En caso de derrota ante Argentina, la Federación también recibiría una importante cantidad por el subcampeonato. La FIFA abonará 29 millones de euros, de los que el 40% se repartiría entre los jugadores. En ese escenario, cada internacional ingresaría 440.000 euros brutos, una cifra muy elevada, aunque muy inferior a la reservada para el campeón del mundo.

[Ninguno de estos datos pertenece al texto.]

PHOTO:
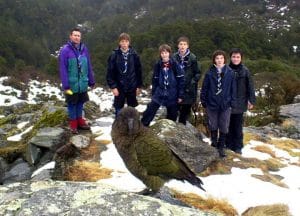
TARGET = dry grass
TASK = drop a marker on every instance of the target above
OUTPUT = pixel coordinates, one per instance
(265, 149)
(215, 168)
(274, 179)
(268, 210)
(86, 171)
(287, 145)
(251, 136)
(272, 164)
(210, 204)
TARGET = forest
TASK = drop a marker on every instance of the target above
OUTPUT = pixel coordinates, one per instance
(268, 32)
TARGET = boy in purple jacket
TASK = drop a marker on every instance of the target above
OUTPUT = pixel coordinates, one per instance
(76, 75)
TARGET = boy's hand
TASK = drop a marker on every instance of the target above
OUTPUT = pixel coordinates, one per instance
(68, 92)
(115, 91)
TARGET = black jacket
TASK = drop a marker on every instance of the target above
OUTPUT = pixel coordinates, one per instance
(227, 97)
(118, 76)
(245, 88)
(167, 94)
(191, 76)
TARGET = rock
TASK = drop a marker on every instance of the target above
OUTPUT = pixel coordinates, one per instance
(3, 168)
(43, 173)
(296, 99)
(187, 144)
(33, 154)
(20, 171)
(291, 111)
(49, 137)
(80, 141)
(75, 198)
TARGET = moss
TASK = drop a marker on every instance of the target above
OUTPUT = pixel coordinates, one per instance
(86, 171)
(209, 204)
(12, 151)
(10, 119)
(274, 179)
(47, 119)
(265, 210)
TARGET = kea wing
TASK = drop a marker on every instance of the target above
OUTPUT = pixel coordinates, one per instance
(155, 156)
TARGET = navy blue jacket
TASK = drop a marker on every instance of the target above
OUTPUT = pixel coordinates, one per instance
(167, 95)
(227, 97)
(126, 80)
(245, 88)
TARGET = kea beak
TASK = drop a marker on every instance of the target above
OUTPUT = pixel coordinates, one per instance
(130, 126)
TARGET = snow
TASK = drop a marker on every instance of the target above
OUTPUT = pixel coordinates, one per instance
(239, 188)
(50, 165)
(18, 137)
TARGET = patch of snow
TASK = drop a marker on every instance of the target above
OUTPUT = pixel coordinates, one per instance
(18, 137)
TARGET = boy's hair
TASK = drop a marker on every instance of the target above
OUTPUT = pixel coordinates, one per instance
(216, 53)
(236, 50)
(164, 47)
(124, 36)
(183, 39)
(75, 29)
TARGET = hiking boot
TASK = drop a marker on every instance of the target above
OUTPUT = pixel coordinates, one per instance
(82, 124)
(221, 144)
(73, 126)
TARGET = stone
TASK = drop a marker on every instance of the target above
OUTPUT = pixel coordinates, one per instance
(33, 154)
(49, 137)
(187, 143)
(78, 198)
(80, 141)
(20, 171)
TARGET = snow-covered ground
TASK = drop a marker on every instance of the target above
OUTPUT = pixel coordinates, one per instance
(239, 188)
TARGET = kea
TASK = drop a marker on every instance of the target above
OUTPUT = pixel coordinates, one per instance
(146, 156)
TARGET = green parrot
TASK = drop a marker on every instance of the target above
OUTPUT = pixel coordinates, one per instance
(145, 155)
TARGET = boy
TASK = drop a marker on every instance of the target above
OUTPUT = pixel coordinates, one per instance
(76, 75)
(124, 74)
(245, 99)
(188, 63)
(167, 87)
(218, 96)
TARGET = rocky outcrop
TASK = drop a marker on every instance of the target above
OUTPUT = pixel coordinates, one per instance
(74, 198)
(187, 143)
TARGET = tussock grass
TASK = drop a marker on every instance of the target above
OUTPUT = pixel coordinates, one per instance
(265, 149)
(210, 204)
(268, 210)
(251, 136)
(274, 179)
(215, 168)
(287, 145)
(86, 171)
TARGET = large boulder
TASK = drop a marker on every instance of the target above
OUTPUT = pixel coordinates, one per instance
(187, 143)
(75, 198)
(49, 137)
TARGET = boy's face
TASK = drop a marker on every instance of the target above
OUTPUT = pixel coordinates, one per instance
(183, 46)
(165, 55)
(236, 58)
(124, 44)
(219, 60)
(75, 37)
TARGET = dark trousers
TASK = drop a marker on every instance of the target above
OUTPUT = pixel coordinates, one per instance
(75, 110)
(184, 112)
(129, 97)
(234, 139)
(151, 110)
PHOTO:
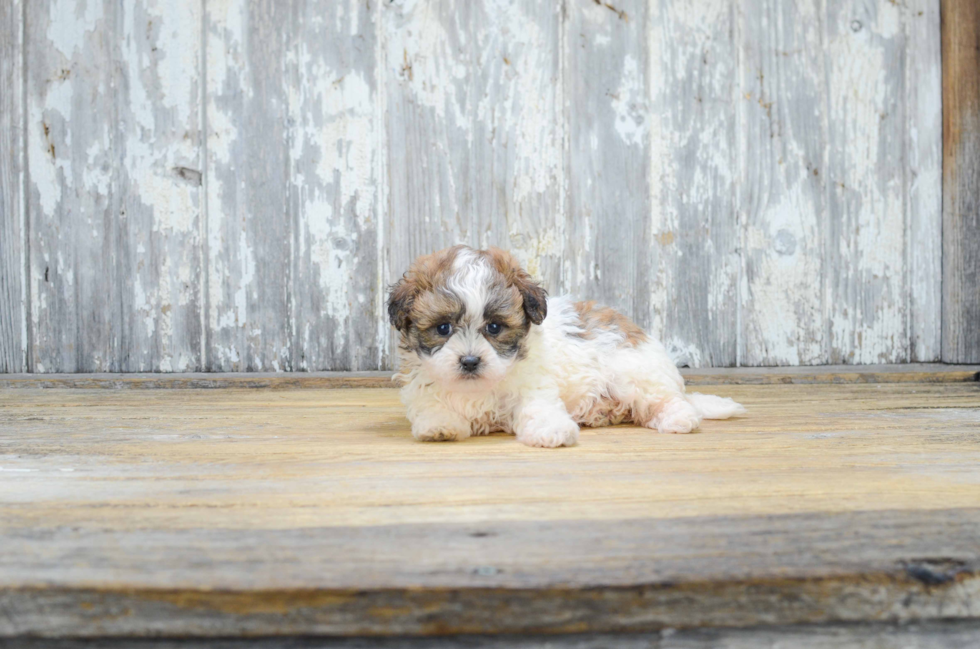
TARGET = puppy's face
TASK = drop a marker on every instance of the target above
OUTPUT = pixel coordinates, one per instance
(466, 314)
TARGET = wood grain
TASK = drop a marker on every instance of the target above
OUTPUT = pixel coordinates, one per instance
(782, 195)
(474, 130)
(934, 635)
(841, 374)
(115, 170)
(74, 215)
(249, 230)
(693, 76)
(607, 102)
(335, 136)
(230, 186)
(961, 181)
(13, 284)
(214, 513)
(923, 184)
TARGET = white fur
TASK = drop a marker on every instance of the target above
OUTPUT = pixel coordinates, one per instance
(563, 380)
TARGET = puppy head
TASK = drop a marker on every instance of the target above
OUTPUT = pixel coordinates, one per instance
(466, 314)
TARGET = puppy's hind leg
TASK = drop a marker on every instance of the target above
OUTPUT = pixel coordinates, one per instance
(646, 378)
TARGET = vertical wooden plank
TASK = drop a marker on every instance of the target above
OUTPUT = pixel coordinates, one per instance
(334, 185)
(923, 92)
(474, 129)
(157, 171)
(865, 260)
(13, 316)
(248, 224)
(608, 107)
(115, 173)
(74, 280)
(782, 190)
(961, 181)
(694, 243)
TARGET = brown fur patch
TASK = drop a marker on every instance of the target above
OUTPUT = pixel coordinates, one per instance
(505, 306)
(425, 274)
(419, 302)
(594, 318)
(534, 297)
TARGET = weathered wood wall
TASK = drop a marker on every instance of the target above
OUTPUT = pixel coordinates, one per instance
(230, 184)
(961, 181)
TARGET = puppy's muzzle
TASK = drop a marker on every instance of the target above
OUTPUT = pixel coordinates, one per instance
(469, 365)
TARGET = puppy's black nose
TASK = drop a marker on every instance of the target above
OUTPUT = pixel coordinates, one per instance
(469, 363)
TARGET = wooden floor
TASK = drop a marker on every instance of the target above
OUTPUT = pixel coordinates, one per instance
(306, 511)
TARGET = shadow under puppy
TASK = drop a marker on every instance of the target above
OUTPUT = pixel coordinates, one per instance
(484, 349)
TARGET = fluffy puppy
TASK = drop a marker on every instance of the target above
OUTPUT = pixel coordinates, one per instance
(483, 349)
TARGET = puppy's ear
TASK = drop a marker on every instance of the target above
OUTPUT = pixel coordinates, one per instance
(534, 296)
(421, 276)
(400, 301)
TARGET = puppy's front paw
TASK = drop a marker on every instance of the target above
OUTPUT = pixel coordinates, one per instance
(558, 431)
(675, 416)
(439, 434)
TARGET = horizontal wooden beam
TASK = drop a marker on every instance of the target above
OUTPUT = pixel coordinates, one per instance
(914, 373)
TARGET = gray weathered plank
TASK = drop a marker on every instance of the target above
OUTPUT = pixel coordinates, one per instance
(335, 162)
(596, 140)
(75, 287)
(569, 576)
(113, 96)
(865, 242)
(693, 71)
(157, 171)
(608, 114)
(961, 180)
(249, 230)
(923, 180)
(782, 188)
(13, 286)
(473, 92)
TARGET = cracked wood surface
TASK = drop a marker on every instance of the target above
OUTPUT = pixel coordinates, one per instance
(231, 185)
(208, 513)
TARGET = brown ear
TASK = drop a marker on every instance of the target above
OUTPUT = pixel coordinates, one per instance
(400, 301)
(421, 276)
(535, 297)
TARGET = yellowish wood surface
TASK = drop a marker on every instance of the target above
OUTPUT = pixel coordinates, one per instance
(254, 459)
(264, 512)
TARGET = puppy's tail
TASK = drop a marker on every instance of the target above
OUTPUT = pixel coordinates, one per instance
(712, 407)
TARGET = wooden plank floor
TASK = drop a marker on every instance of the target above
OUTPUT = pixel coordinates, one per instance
(258, 512)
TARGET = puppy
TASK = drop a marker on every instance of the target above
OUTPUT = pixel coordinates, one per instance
(483, 349)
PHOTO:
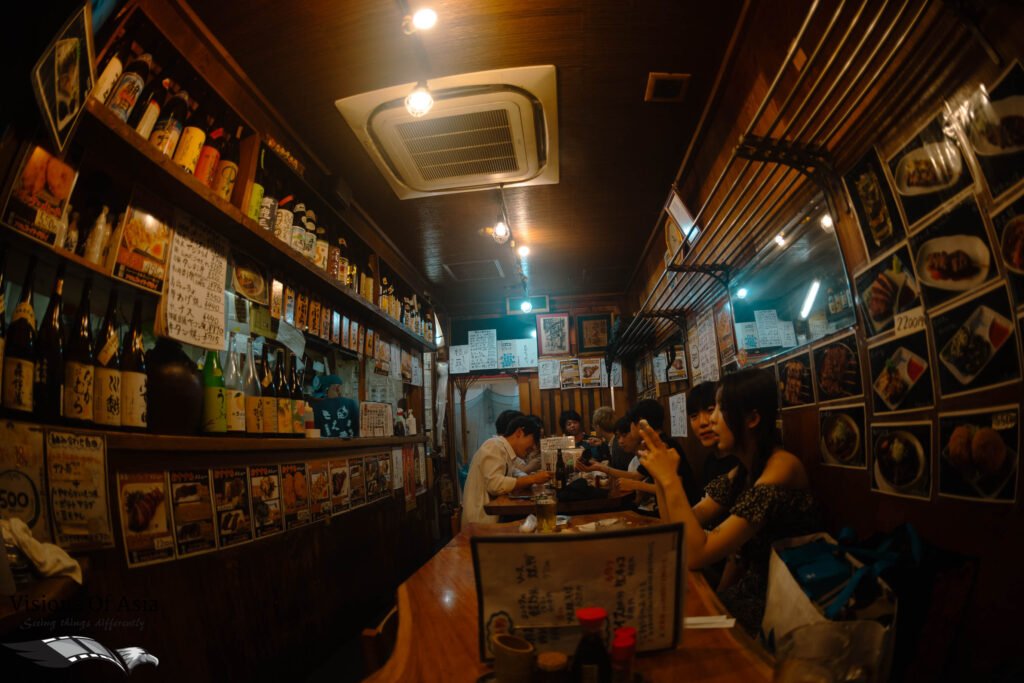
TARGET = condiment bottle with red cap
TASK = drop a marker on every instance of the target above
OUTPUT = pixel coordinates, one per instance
(591, 663)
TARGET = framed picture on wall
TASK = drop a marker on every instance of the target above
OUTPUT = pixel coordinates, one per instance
(553, 334)
(593, 332)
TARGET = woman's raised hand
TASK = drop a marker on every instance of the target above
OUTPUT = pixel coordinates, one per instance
(659, 460)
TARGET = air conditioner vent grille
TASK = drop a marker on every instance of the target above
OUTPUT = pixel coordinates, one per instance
(462, 144)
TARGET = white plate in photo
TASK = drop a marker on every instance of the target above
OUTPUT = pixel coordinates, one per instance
(974, 344)
(975, 249)
(930, 168)
(997, 128)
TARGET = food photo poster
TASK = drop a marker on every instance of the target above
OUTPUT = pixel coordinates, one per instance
(842, 436)
(976, 343)
(878, 215)
(900, 374)
(994, 130)
(928, 171)
(901, 459)
(979, 454)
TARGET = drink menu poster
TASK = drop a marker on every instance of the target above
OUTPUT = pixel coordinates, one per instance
(193, 512)
(23, 494)
(145, 517)
(523, 583)
(77, 469)
(230, 499)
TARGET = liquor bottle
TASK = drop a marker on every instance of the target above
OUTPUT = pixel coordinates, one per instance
(48, 385)
(133, 377)
(298, 400)
(268, 396)
(79, 365)
(19, 350)
(167, 131)
(151, 103)
(258, 187)
(283, 219)
(193, 139)
(235, 385)
(209, 157)
(254, 407)
(227, 167)
(112, 72)
(129, 86)
(214, 395)
(284, 394)
(107, 383)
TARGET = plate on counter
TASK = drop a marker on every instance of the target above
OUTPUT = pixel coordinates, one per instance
(974, 344)
(956, 262)
(931, 168)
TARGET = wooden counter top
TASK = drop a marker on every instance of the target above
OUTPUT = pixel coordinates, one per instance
(519, 507)
(437, 632)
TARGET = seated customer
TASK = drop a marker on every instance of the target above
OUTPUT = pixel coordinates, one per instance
(699, 406)
(765, 498)
(491, 471)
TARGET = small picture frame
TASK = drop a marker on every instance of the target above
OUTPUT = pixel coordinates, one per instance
(553, 334)
(593, 333)
(64, 77)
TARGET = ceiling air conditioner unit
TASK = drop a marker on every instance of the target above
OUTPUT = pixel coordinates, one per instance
(485, 129)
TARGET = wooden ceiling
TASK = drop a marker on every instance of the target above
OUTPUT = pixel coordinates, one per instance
(619, 156)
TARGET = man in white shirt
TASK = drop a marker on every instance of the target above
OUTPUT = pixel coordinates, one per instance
(491, 472)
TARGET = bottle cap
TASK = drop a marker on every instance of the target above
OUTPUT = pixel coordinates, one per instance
(552, 662)
(591, 615)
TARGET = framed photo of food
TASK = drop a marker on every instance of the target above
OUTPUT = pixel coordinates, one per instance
(928, 171)
(953, 255)
(796, 381)
(888, 291)
(901, 459)
(976, 343)
(900, 374)
(994, 130)
(553, 334)
(881, 224)
(593, 332)
(1009, 226)
(979, 454)
(837, 369)
(842, 436)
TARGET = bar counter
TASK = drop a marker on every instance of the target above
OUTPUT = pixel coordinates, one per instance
(437, 630)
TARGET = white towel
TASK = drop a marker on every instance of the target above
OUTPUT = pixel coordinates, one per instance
(50, 560)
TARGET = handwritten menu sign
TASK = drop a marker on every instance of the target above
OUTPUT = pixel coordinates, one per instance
(194, 305)
(548, 374)
(22, 492)
(460, 359)
(524, 583)
(482, 349)
(708, 346)
(677, 413)
(768, 334)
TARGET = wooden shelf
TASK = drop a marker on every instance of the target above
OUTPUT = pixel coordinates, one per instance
(156, 171)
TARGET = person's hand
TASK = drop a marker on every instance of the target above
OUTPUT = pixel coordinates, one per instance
(660, 461)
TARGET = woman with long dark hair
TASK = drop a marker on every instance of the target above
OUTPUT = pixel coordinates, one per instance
(765, 498)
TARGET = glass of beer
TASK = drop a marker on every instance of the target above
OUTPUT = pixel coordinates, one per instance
(546, 510)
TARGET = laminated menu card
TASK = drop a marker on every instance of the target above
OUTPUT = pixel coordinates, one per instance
(145, 517)
(230, 500)
(524, 584)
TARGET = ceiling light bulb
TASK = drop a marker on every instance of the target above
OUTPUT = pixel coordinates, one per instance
(424, 19)
(419, 101)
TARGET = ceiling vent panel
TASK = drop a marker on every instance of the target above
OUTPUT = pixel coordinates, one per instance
(485, 129)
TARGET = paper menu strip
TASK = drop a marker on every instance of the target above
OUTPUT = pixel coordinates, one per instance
(193, 308)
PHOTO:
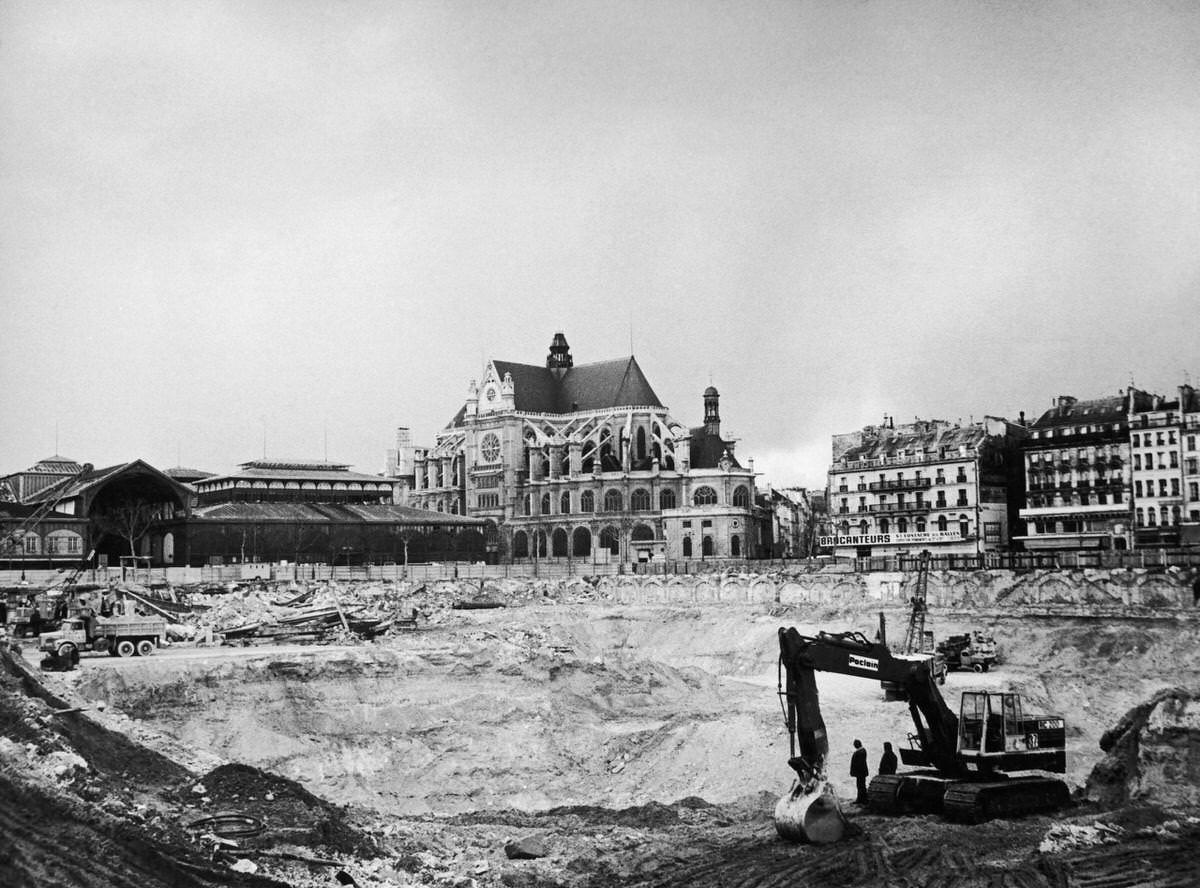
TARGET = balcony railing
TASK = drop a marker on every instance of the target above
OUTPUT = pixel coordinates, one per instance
(900, 507)
(900, 484)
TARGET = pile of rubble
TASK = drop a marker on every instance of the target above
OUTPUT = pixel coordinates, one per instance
(1153, 754)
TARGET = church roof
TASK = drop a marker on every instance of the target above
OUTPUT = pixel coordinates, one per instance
(587, 387)
(707, 449)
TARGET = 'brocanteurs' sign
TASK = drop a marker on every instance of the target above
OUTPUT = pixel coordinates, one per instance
(892, 539)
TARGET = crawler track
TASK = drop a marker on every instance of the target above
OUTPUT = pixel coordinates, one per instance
(940, 863)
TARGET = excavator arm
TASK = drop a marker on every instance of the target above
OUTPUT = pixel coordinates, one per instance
(853, 654)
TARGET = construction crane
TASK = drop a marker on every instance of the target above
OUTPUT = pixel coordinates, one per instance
(915, 640)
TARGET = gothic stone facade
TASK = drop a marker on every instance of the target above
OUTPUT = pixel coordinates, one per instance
(585, 462)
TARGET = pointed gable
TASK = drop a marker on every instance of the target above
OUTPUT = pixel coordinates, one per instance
(605, 384)
(589, 387)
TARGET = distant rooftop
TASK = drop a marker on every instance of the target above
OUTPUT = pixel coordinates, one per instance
(301, 465)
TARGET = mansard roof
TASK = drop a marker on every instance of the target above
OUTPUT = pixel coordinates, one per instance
(1069, 412)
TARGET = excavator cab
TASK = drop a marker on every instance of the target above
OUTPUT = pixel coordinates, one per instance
(996, 735)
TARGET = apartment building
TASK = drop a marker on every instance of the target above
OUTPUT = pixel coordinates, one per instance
(948, 487)
(1078, 471)
(1165, 471)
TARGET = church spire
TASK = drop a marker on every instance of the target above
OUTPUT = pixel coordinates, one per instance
(559, 358)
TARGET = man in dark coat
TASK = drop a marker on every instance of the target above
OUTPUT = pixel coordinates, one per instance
(888, 760)
(858, 771)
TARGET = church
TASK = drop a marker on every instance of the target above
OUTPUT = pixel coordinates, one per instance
(585, 462)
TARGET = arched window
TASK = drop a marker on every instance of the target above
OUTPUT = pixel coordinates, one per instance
(611, 540)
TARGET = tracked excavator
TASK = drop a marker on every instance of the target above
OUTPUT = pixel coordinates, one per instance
(969, 766)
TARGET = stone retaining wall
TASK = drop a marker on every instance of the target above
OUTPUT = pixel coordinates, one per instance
(1051, 591)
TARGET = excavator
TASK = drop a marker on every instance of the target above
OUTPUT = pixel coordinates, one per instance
(965, 763)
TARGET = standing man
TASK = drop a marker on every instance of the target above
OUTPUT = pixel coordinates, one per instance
(888, 760)
(858, 771)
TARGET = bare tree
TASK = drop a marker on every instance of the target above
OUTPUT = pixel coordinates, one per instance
(127, 519)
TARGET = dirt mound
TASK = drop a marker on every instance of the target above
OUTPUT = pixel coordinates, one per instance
(286, 809)
(1152, 754)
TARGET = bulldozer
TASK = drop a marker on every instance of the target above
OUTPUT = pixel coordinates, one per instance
(969, 767)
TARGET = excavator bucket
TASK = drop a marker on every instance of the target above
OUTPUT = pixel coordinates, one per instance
(813, 816)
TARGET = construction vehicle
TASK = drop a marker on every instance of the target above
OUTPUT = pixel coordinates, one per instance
(125, 635)
(966, 761)
(972, 651)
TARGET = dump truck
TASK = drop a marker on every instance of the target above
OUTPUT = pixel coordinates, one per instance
(973, 651)
(119, 636)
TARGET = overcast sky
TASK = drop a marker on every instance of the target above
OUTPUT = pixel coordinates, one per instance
(227, 220)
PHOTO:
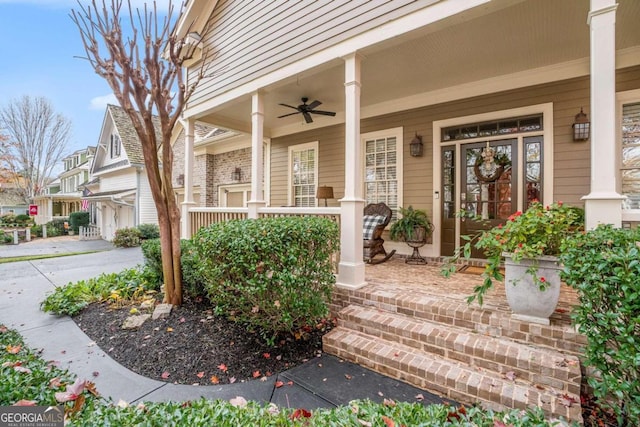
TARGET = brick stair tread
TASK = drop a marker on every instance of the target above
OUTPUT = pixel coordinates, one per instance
(546, 367)
(488, 319)
(449, 378)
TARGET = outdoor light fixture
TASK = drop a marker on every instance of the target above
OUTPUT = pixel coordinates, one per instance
(416, 146)
(324, 192)
(581, 127)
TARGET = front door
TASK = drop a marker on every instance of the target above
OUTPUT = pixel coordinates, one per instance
(488, 186)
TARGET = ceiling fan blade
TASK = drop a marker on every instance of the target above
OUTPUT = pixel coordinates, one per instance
(314, 104)
(290, 114)
(324, 113)
(307, 117)
(290, 106)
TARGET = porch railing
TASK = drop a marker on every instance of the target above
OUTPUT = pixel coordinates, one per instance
(202, 217)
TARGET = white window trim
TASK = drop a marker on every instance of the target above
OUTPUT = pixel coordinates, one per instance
(545, 109)
(398, 133)
(300, 147)
(622, 98)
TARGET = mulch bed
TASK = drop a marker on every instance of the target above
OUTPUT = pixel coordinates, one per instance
(193, 346)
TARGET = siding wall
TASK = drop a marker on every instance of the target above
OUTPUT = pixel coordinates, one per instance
(252, 38)
(571, 160)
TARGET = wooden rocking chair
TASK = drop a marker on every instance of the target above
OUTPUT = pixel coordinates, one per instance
(376, 218)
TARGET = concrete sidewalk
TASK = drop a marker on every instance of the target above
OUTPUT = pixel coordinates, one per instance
(321, 382)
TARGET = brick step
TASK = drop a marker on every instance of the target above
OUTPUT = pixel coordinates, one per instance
(490, 320)
(540, 367)
(448, 378)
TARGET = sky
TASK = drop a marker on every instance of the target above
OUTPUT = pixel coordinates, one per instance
(39, 51)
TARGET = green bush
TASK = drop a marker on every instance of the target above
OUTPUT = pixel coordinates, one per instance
(55, 227)
(79, 219)
(603, 265)
(149, 231)
(114, 287)
(191, 280)
(127, 237)
(273, 274)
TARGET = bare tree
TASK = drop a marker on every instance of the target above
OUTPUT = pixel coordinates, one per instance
(34, 142)
(144, 70)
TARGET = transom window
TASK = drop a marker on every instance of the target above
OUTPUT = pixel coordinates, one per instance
(303, 164)
(493, 128)
(630, 155)
(382, 168)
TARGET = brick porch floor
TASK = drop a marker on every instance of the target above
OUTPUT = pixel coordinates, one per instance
(411, 323)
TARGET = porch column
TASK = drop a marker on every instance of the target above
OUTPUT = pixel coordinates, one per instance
(185, 221)
(351, 267)
(257, 163)
(603, 205)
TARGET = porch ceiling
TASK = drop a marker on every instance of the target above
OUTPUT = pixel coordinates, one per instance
(498, 39)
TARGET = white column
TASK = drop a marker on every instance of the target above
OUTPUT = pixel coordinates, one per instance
(351, 267)
(257, 163)
(185, 220)
(603, 205)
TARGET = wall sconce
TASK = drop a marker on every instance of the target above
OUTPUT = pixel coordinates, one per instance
(416, 146)
(236, 175)
(324, 192)
(581, 127)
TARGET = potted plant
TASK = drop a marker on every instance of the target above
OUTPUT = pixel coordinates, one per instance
(413, 228)
(529, 242)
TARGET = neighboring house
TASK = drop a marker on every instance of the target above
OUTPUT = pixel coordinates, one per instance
(63, 195)
(119, 189)
(463, 76)
(12, 202)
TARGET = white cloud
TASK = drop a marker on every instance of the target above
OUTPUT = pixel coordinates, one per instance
(100, 102)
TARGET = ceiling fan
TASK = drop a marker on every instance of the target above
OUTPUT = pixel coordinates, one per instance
(307, 109)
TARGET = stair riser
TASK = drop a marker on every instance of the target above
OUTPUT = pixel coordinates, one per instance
(446, 379)
(474, 350)
(560, 337)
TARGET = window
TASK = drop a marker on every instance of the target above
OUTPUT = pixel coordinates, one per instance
(115, 146)
(382, 168)
(630, 155)
(303, 167)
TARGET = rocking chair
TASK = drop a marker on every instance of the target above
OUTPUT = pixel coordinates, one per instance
(376, 218)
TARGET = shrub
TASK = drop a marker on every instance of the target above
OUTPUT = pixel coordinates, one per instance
(55, 227)
(603, 265)
(79, 219)
(127, 237)
(149, 231)
(273, 274)
(128, 284)
(191, 280)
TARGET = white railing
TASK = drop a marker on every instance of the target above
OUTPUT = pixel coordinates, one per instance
(91, 232)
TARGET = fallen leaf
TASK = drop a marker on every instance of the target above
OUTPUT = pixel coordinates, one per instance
(388, 421)
(238, 402)
(13, 349)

España, sin embargo, lleva semanas demostrando que su verdadera motivación está muy lejos del aspecto económico. La posibilidad de entrar definitivamente en la historia, igualar el éxito de 2010 y colocar una segunda estrella sobre el escudo pesa mucho más que cualquier cheque. El dinero llegará después. La gloria, si llega, será para siempre.
La Federación no gana
La Federación ya asumía desde el inicio del Mundial que el torneo no iba a ser un negocio económico. La apuesta por ofrecer las mejores condiciones posibles a la selección ha supuesto una inversión millonaria: el blindaje completo del hotel de concentración de Chattanooga, la adaptación de la Baylor School como centro de operaciones y una logística enorme para mover a toda la expedición por Estados Unidos, México y Canadá. A ello se han sumado los vuelos chárter, hoteles, seguridad, transporte de material y todos los gastos derivados de un campeonato de estas dimensiones, que han ido creciendo a medida que España avanzaba rondas.
A ese desembolso hay que añadir las primas pactadas con los jugadores. Los internacionales acordaron cobrar únicamente a partir de los cuartos de final, pero si España conquista el Mundial el reparto alcanzará cifras históricas, absorbiendo buena parte de los 44 millones de euros que abonará la FIFA al campeón. En Las Rozas, sin embargo, nunca han visto este Mundial como una operación económica. El objetivo siempre ha sido deportivo: ganar la segunda estrella, aunque eso suponga que la Federación apenas haga caja tras asumir una inversión sin precedentes.